Design of Two-Level Incentive Mechanisms for Hierarchical Federated Learning
Shunfeng Chu, Jun Li, Kang Wei, Yuwen Qian, Kunlun Wang, Feng Shu, Wen Chen
TL;DR
This work tackles incentivizing participation in Hierarchical Federated Learning across device-edge-cloud layers under wireless resource constraints. It introduces a two-level mechanism: a lower-level coalition formation game with altruistic preferences to optimize device-edge association and bandwidth, and an upper-level Stackelberg game to determine edge aggregations and cloud rewards. The lower-level game is shown to be an exact potential game with a stable coalition partition and is solved via a gradient projection-based bandwidth allocation; the upper-level game is analyzed through a variational-inequality framework to yield Stackelberg equilibria.

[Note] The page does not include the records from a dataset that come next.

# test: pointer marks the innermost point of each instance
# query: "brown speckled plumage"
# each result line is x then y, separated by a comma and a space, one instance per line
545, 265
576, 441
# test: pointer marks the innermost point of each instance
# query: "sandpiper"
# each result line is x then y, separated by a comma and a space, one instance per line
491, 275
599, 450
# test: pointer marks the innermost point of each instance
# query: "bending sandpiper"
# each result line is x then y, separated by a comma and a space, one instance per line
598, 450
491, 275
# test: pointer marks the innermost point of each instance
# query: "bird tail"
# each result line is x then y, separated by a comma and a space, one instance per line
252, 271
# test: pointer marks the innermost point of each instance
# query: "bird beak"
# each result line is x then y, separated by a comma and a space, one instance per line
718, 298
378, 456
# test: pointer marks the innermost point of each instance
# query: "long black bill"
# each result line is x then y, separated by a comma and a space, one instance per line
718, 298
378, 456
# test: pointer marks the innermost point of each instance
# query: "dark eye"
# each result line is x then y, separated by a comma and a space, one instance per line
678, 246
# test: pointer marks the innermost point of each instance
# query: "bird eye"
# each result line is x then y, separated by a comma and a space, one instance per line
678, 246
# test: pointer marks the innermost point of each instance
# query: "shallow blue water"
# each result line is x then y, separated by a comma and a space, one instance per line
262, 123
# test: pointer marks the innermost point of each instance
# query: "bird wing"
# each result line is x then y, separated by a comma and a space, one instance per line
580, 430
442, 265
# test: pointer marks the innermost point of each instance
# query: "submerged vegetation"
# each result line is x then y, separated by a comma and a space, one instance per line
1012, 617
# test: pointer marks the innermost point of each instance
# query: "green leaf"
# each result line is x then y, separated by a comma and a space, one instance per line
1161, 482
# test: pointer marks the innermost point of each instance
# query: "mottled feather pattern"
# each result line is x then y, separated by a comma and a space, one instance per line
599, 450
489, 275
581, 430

Numerical results on real datasets demonstrate performance gains over benchmarks, including accuracy improvements up to 3% on FashionMNIST and CIFAR-10.
Abstract
Hierarchical Federated Learning (HFL) is a distributed machine learning paradigm tailored for multi-tiered computation architectures, which supports massive access of devices' models simultaneously. To enable efficient HFL, it is crucial to design suitable incentive mechanisms to ensure that devices actively participate in local training. However, there are few studies on incentive mechanism design for HFL. In this paper, we design two-level incentive mechanisms for the HFL with a two-tiered computing structure to encourage the participation of entities in each tier in the HFL training. In the lower-level game, we propose a coalition formation game to joint optimize the edge association and bandwidth allocation problem, and obtain efficient coalition partitions by the proposed preference rule, which can be proven to be stable by exact potential game. In the upper-level game, we design the Stackelberg game algorithm, which not only determines the optimal number of edge aggregations for edge servers to maximize their utility, but also optimize the unit reward provided for the edge aggregation performance to ensure the interests of cloud servers. Furthermore, numerical results indicate that the proposed algorithms can achieve better performance than the benchmark schemes.